Python API¶
The core Python API provides Spark session management and DataFrame conversions between Spark, Ray, and Pandas.
Session Management¶
init_spark()¶
Initialize a Spark-on-Ray cluster and return an active SparkSession.
import drls
spark = drls.init_spark(
app_name="my-app",
num_executors=2,
executor_cores=1,
executor_memory="1G",
)
Parameters:
| Parameter | Type | Default | Description |
|---|---|---|---|
app_name |
str |
— | Spark application name |
num_executors |
int |
— | Number of Spark executors (Ray actors) |
executor_cores |
int |
— | CPU cores per executor |
executor_memory |
str \| int |
— | Memory per executor (e.g., "500M", "2G") |
enable_hive |
bool |
False |
Enable Hive support |
fault_tolerant_mode |
bool |
True |
Enable fault-tolerant executor restart |
placement_group_strategy |
str \| None |
None |
Ray placement group strategy |
placement_group |
PlacementGroup \| None |
None |
Existing placement group |
placement_group_bundle_indexes |
list[int] \| None |
None |
Bundle indexes for placement |
iceberg_catalog |
str \| None |
None |
Iceberg catalog type (hadoop, hive, rest, polaris, glue, nessie) |
iceberg_warehouse |
str \| None |
None |
Warehouse path (e.g., s3://..., /path/...) |
iceberg_catalog_name |
str |
"drls" |
Catalog name |
iceberg_catalog_uri |
str \| None |
None |
Catalog URI (required for hive/rest/polaris/nessie) |
iceberg_catalog_props |
dict[str, str] \| None |
None |
Additional catalog properties |
configs |
dict[str, str] \| None |
None |
Additional Spark configuration key-value pairs |
Returns: SparkSession
stop_spark()¶
Stop the Spark cluster and clean up Ray resources.

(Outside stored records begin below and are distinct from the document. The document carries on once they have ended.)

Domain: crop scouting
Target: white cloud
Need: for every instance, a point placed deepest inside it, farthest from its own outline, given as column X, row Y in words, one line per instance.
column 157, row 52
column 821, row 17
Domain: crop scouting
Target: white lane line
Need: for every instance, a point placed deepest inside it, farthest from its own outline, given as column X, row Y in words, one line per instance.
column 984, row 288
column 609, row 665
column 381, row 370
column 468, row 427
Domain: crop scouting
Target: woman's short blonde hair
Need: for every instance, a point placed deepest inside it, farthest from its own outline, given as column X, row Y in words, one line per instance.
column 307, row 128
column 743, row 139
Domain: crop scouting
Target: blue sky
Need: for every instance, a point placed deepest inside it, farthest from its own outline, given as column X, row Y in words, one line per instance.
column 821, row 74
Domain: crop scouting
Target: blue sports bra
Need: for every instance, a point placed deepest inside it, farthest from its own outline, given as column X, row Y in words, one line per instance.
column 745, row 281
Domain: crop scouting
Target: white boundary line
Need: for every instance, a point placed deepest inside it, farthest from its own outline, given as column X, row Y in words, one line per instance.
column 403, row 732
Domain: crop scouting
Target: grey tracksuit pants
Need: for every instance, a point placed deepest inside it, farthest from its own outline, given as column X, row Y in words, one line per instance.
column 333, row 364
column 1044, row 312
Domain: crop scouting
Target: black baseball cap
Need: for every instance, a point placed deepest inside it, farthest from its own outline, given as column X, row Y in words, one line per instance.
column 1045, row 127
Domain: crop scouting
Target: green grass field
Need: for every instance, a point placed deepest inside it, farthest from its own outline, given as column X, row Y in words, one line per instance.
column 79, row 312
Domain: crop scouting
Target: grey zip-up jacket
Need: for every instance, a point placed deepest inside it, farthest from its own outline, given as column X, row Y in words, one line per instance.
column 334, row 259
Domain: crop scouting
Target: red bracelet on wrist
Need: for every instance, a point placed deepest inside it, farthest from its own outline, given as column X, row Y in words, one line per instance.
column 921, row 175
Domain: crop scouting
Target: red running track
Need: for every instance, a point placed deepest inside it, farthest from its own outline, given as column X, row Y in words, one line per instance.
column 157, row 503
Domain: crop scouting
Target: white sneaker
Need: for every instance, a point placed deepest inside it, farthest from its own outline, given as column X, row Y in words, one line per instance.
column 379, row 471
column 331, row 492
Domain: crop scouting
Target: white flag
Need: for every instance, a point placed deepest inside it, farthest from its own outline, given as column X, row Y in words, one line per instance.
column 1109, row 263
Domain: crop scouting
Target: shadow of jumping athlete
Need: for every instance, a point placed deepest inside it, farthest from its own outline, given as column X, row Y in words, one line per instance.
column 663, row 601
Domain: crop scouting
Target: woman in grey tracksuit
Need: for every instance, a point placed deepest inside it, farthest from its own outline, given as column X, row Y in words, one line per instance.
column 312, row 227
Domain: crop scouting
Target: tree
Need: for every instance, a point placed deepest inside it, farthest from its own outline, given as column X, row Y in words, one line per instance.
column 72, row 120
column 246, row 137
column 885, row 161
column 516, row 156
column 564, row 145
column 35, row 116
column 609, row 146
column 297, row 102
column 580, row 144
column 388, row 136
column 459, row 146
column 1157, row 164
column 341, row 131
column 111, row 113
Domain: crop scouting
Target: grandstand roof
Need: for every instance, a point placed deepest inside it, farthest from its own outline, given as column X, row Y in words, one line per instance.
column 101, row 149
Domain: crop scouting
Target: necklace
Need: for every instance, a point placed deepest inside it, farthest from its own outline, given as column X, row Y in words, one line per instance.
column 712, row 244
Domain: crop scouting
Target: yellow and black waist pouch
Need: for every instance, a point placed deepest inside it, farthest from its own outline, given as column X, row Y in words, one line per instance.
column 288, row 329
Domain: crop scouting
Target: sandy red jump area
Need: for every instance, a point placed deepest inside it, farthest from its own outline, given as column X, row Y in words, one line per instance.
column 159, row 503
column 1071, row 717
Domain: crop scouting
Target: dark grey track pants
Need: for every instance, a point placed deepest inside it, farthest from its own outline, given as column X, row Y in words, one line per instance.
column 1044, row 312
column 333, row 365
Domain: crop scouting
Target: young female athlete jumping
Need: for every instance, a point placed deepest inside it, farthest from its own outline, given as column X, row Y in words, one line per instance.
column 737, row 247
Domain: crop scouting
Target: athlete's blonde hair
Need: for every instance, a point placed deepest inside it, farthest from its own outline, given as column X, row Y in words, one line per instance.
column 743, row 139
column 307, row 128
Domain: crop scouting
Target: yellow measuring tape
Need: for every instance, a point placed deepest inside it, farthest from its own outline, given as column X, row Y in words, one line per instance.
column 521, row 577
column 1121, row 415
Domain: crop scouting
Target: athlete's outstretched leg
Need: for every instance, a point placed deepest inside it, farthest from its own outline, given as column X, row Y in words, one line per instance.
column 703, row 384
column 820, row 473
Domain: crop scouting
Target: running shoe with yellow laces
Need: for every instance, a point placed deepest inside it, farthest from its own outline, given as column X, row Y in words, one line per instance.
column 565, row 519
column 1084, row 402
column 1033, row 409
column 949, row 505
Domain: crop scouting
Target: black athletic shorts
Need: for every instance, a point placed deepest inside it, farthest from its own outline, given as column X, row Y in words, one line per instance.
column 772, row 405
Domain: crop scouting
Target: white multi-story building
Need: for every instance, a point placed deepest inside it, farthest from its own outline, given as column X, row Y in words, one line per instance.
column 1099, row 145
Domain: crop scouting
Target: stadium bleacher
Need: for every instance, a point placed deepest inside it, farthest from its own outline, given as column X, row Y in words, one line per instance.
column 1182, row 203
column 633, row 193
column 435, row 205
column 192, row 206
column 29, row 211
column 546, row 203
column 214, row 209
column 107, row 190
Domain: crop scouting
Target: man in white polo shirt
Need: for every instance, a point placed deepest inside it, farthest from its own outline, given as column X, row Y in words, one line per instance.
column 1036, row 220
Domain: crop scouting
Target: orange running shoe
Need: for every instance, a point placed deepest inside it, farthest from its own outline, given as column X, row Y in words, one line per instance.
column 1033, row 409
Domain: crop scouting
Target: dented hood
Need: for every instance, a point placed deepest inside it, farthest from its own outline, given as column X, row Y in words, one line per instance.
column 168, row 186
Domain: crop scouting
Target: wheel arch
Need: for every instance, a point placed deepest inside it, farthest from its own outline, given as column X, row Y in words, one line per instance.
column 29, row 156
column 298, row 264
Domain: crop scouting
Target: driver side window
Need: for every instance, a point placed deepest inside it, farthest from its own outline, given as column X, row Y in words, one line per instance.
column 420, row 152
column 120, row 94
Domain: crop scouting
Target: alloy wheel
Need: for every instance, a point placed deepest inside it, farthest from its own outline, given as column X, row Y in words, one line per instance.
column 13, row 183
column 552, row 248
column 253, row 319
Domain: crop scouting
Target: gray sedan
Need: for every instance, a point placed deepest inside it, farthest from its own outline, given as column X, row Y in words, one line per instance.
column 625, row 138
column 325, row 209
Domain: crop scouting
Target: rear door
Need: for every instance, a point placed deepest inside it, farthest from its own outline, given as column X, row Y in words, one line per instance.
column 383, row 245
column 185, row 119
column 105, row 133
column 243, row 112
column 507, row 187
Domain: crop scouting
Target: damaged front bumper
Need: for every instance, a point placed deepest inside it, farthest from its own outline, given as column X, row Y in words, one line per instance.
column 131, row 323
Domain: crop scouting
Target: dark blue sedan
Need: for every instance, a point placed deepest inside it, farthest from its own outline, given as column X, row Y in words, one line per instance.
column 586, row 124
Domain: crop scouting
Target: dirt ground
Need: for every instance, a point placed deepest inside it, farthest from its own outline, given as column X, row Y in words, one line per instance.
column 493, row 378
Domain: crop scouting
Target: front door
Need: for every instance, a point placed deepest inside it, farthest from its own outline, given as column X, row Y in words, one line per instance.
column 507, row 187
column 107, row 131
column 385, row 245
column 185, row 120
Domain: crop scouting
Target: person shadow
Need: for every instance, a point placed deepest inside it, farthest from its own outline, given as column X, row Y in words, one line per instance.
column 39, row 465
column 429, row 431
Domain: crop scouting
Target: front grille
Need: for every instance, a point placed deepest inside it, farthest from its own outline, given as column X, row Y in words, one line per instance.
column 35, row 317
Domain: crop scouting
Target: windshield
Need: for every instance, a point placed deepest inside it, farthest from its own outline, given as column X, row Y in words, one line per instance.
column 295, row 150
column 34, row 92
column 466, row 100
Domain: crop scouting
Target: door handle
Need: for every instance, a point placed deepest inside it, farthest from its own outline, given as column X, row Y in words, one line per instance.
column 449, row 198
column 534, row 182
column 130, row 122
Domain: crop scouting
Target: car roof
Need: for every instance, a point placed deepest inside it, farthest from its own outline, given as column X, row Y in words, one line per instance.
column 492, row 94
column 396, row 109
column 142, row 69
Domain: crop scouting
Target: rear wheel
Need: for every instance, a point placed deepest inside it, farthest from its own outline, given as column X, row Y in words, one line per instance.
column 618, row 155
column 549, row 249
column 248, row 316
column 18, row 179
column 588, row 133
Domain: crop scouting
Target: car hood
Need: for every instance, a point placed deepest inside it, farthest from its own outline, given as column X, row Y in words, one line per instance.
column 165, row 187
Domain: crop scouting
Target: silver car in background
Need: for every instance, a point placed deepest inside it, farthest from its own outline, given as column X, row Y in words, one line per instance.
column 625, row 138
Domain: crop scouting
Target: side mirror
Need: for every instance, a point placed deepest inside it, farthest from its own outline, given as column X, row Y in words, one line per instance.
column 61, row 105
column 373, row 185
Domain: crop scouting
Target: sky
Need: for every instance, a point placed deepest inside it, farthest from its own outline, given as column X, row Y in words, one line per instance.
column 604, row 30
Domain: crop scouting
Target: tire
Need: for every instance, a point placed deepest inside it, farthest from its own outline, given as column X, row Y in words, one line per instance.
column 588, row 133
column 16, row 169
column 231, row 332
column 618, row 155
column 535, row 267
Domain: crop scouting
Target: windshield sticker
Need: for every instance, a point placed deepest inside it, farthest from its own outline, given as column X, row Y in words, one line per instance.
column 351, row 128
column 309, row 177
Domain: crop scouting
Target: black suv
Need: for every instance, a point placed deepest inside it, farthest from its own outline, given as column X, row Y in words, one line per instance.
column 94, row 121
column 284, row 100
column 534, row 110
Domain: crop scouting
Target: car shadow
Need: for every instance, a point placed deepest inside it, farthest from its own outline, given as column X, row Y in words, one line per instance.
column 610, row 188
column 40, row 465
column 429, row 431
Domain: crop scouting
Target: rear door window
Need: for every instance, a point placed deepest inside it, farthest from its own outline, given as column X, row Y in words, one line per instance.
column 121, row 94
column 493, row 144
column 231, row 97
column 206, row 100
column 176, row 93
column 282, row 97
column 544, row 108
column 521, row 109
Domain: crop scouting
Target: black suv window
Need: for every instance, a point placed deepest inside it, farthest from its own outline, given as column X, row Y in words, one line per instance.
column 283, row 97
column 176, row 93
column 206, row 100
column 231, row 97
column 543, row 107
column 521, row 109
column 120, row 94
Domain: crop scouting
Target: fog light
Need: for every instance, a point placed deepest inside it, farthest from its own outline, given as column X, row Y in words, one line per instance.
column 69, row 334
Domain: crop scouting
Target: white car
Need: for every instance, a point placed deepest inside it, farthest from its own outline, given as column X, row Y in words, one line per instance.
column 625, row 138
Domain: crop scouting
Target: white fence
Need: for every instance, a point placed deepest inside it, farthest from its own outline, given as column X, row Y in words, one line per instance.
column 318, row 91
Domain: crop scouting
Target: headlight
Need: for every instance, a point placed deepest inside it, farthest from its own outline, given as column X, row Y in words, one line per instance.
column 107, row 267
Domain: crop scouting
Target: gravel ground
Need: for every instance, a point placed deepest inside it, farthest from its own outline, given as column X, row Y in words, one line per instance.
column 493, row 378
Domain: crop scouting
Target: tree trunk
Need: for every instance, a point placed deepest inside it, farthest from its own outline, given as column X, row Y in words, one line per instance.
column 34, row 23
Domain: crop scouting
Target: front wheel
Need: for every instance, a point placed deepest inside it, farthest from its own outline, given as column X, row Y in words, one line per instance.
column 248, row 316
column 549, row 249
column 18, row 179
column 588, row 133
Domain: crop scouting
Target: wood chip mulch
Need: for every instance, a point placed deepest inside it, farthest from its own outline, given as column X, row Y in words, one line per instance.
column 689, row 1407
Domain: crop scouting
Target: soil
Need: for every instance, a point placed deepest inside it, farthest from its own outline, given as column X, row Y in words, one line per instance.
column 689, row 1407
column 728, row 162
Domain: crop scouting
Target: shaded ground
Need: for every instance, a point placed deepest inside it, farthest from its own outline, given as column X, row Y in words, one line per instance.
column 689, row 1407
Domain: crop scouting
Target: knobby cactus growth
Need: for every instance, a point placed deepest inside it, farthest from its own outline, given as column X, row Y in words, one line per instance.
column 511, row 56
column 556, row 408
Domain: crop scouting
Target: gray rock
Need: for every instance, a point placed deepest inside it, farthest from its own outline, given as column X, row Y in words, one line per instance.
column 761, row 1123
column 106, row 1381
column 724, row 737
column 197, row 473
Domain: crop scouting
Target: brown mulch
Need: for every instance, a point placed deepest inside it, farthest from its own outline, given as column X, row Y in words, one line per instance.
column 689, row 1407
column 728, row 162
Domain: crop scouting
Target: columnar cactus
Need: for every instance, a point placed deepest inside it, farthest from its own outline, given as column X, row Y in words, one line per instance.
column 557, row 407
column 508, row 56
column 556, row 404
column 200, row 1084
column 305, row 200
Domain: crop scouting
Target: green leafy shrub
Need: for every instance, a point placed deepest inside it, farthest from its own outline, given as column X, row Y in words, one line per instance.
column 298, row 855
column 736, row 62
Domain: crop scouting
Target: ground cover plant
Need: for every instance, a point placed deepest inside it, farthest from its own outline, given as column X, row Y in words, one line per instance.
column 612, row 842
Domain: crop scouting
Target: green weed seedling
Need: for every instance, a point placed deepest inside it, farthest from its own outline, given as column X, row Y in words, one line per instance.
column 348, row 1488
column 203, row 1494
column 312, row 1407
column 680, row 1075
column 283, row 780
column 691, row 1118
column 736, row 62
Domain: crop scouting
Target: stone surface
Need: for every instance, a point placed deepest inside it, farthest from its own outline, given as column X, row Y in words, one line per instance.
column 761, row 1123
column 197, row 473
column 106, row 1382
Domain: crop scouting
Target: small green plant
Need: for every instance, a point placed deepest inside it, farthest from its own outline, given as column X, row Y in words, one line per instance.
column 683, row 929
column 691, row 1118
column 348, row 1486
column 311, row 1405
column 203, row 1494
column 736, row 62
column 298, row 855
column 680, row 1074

| Parameter | Type | Default | Description |
|---|---|---|---|
cleanup_data |
bool |
True |
Clean up Ray object store data |
DataFrame Conversions¶
Spark to Ray¶
| Parameter | Type | Default | Description |
|---|---|---|---|
df |
pyspark.sql.DataFrame |
— | Source Spark DataFrame |
parallelism |
int \| None |
None |
Target parallelism (defaults to Spark partitions) |
Returns: ray.data.Dataset
Ray to Spark¶
| Parameter | Type | Description |
|---|---|---|
spark |
SparkSession |
Active Spark session |
ray_ds |
ray.data.Dataset |
Source Ray Dataset |
Returns: pyspark.sql.DataFrame
Example¶
import ray
import drls
ray.init()
# Initialize with Iceberg
spark = drls.init_spark(
"demo", 2, 1, "1G",
iceberg_catalog="hadoop",
iceberg_warehouse="/tmp/warehouse",
)
# Use standard PySpark
df = spark.range(1000).toDF("id")
df = df.withColumn("squared", df["id"] ** 2)
# Convert to Ray Dataset for ML
ray_ds = drls.spark_dataframe_to_ray_dataset(df)
print(ray_ds.count()) # 1000
# Convert back to Spark
df2 = drls.ray_dataset_to_spark_dataframe(spark, ray_ds)
df2.show(5)
# Clean up
drls.stop_spark()
ray.shutdown()